AVS 65th International Symposium & Exhibition
    Plasma Science and Technology Division Monday Sessions
       Session PS+TF-MoM

Paper PS+TF-MoM6
Characterization of Inductively Coupled Plasma Source for Plasma Enhanced Atomic Layer Deposition

Monday, October 22, 2018, 10:00 am, Room 104C

Session: Plasma Deposition and Plasma-Enhanced ALD
Presenter: Premkumar Panneerchelvam, KLA-Tencor
Authors: P. Panneerchelvam, KLA-Tencor
A. Agarwal, KLA-Tencor
D.R. Boris, Naval Research Laboratory
S.G. Walton, Naval Research Laboratory
Correspondent: Click to Email
Plasma enhanced atomic layer deposition (PEALD) is a technique which provides an efficient alternative to thermal ALD systems by enabling low-temperature wafer processing using energetic and reactive plasma species. Utilization of plasma sources to drive atomic layer deposition stems from the ability to generate active radicals which are more reactive than molecular precursors used in thermal ALD processes. Aside from the fact that plasma processing systems are already utilized in semiconductor manufacturing, PEALD affords significant advantages over thermal ALD processing such as lower temperature processing coupled with active tuning of film properties, wafer level uniformity control, wider variety of film growth, and conformality. Remote inductively coupled plasma (ICP) sources are a common choice for PEALD as they enable high density discharges which efficiently generate reactive neutral species. Characterization of these plasma sources is important in understanding the properties of the species incident on the wafer to not only tailor the chamber architecture but also understand the role of different radicals in the plasma in the surface mechanism.
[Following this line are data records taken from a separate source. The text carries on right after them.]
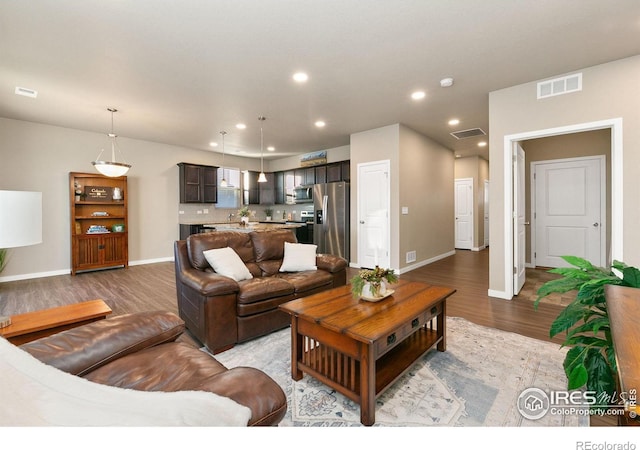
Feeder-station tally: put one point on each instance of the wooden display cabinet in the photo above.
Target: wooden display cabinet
(93, 206)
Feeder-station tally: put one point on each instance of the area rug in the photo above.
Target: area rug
(476, 382)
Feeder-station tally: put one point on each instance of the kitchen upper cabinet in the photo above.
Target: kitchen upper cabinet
(198, 183)
(261, 193)
(321, 174)
(339, 171)
(268, 189)
(309, 176)
(334, 172)
(345, 170)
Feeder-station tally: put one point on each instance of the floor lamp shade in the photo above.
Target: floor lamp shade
(20, 218)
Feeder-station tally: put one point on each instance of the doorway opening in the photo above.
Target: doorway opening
(509, 142)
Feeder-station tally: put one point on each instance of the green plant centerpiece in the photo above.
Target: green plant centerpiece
(374, 278)
(590, 361)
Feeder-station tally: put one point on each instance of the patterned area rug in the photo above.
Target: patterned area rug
(535, 279)
(476, 382)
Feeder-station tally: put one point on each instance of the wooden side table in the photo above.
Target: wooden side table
(36, 324)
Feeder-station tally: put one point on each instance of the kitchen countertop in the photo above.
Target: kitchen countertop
(253, 226)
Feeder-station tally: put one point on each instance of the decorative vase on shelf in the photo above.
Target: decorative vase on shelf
(374, 289)
(372, 283)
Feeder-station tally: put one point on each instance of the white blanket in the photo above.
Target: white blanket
(35, 394)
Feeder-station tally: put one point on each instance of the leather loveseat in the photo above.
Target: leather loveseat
(139, 352)
(220, 311)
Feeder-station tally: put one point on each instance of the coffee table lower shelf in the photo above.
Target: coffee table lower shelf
(341, 370)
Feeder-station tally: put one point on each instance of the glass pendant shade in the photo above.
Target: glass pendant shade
(111, 168)
(262, 177)
(223, 182)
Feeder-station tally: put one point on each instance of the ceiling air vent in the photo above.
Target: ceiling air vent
(559, 86)
(464, 134)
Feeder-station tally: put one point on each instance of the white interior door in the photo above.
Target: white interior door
(373, 214)
(486, 213)
(464, 213)
(519, 268)
(569, 210)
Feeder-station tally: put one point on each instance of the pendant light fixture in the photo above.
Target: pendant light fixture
(262, 178)
(223, 182)
(111, 168)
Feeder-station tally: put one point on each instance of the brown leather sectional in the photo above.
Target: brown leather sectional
(139, 351)
(221, 312)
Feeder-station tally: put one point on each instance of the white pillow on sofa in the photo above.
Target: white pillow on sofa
(35, 394)
(299, 257)
(226, 262)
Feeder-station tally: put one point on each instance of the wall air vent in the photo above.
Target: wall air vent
(26, 92)
(559, 86)
(464, 134)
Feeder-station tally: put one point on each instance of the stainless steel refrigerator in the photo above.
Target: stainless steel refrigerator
(331, 221)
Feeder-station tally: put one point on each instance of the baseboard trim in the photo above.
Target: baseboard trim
(426, 262)
(29, 276)
(53, 273)
(151, 261)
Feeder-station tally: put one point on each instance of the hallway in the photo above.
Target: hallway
(468, 272)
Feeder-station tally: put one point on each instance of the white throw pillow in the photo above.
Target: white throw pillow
(299, 257)
(35, 394)
(225, 261)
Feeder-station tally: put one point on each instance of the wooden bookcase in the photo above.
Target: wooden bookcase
(95, 206)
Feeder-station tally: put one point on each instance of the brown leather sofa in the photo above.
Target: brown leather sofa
(139, 351)
(221, 312)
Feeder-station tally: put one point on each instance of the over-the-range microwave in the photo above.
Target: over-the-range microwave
(303, 194)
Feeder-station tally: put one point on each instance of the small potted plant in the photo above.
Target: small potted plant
(244, 214)
(371, 283)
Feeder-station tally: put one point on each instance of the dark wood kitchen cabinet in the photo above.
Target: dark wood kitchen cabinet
(198, 183)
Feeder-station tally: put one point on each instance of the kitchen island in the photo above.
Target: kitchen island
(251, 226)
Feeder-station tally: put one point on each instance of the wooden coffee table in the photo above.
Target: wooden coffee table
(36, 324)
(361, 348)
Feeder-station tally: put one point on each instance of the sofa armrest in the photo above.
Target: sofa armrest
(330, 263)
(252, 388)
(85, 348)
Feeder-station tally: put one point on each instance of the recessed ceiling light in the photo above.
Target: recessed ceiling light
(26, 92)
(300, 77)
(446, 82)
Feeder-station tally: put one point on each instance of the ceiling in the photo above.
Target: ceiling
(179, 72)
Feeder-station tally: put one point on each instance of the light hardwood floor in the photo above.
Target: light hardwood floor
(152, 286)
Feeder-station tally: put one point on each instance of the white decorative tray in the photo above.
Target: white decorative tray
(377, 299)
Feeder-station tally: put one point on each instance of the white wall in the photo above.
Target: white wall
(37, 157)
(421, 179)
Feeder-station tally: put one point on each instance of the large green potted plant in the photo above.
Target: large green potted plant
(590, 360)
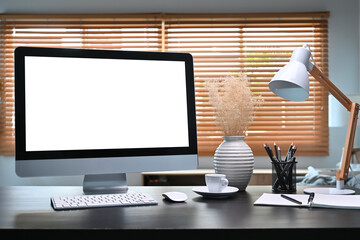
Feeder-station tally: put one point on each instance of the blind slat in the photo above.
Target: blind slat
(256, 44)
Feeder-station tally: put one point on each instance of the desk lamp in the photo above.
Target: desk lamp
(292, 83)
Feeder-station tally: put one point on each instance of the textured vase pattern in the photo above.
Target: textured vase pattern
(235, 159)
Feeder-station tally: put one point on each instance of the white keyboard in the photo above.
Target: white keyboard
(103, 200)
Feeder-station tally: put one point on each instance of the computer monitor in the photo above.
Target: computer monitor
(102, 114)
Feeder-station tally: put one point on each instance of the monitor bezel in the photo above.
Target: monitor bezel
(20, 121)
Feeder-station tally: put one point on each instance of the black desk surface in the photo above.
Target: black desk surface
(24, 207)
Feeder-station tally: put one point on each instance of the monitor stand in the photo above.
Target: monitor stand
(105, 184)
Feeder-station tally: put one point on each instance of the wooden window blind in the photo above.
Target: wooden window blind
(255, 44)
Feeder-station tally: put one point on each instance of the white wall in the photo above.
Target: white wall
(343, 57)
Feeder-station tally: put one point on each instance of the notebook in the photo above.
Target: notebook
(319, 200)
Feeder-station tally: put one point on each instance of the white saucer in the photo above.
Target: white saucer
(204, 191)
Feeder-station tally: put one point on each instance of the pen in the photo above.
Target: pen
(290, 199)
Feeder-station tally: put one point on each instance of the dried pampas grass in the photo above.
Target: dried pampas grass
(234, 103)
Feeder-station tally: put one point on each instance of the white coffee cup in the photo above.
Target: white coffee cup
(216, 182)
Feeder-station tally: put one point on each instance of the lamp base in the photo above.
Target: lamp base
(325, 190)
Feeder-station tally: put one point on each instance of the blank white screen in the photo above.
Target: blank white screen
(86, 103)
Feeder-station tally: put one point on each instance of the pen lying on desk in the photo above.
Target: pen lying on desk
(290, 199)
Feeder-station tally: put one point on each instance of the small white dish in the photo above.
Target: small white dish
(204, 191)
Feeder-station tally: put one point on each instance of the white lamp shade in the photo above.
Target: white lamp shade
(291, 82)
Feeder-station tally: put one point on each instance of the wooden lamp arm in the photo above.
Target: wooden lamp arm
(342, 173)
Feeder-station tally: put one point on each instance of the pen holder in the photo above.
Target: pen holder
(284, 177)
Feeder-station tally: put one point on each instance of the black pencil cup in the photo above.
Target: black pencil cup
(284, 177)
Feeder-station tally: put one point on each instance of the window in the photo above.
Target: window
(255, 44)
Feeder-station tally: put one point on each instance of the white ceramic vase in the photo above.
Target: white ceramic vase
(235, 159)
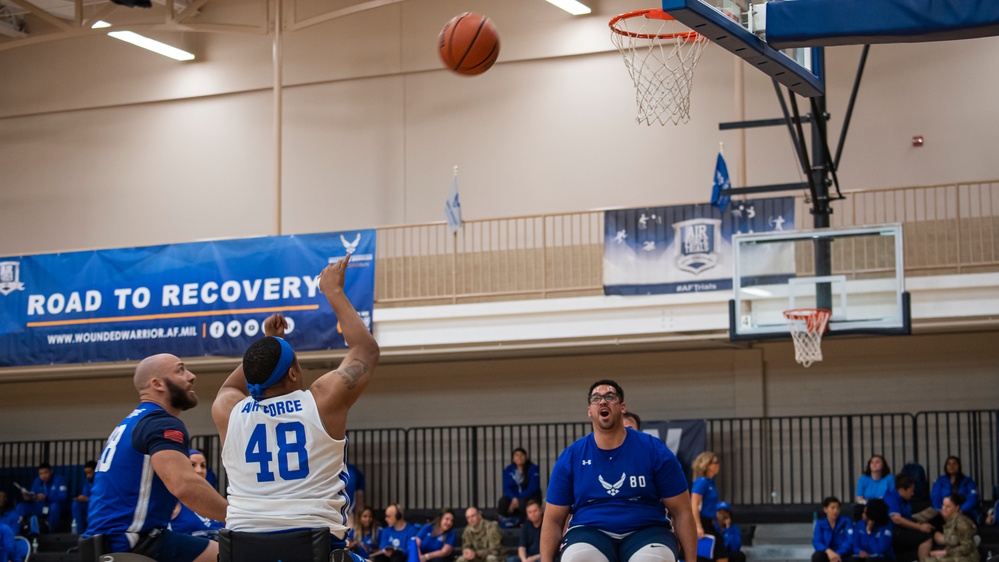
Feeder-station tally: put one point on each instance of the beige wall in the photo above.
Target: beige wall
(94, 134)
(858, 375)
(103, 145)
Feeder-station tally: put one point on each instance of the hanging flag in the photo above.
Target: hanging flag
(452, 207)
(721, 182)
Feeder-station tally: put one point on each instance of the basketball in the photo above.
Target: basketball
(468, 44)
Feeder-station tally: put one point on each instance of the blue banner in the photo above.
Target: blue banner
(203, 298)
(682, 249)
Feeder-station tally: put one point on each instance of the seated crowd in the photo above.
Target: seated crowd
(892, 524)
(886, 524)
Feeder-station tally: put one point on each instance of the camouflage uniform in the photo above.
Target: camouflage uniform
(959, 541)
(485, 540)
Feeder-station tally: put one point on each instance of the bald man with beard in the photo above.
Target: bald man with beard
(144, 470)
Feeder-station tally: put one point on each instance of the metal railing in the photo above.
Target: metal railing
(950, 228)
(765, 461)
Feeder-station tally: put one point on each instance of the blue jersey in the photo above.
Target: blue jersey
(896, 504)
(399, 540)
(55, 490)
(128, 498)
(709, 495)
(876, 544)
(431, 543)
(619, 490)
(966, 487)
(190, 523)
(366, 545)
(838, 538)
(871, 489)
In this work, we will discuss characterization of a reactor that imitates an industrial PEALD tool using experimental and computational investigations. The system is flowing afterglow geometry, where a barrel-type ICP source is mounted on one side of the reactor and produces a plasma that expands into a chamber with access ports to diagnose the plasma properties using optical emission spectroscopy and charged particle flux probes. The computational model is based on a multi-species, two-temperature fluid description of plasma with finite rate chemistry. Results will be discussed in Ar and Ar/N2 plasmas over varying pressure and inductive power with particular emphasis on the impact of N2 addition on plasma properties and the chemical composition of radicals incident on the wafer.

*This work was partially supported by the Naval Research Laboratory base program.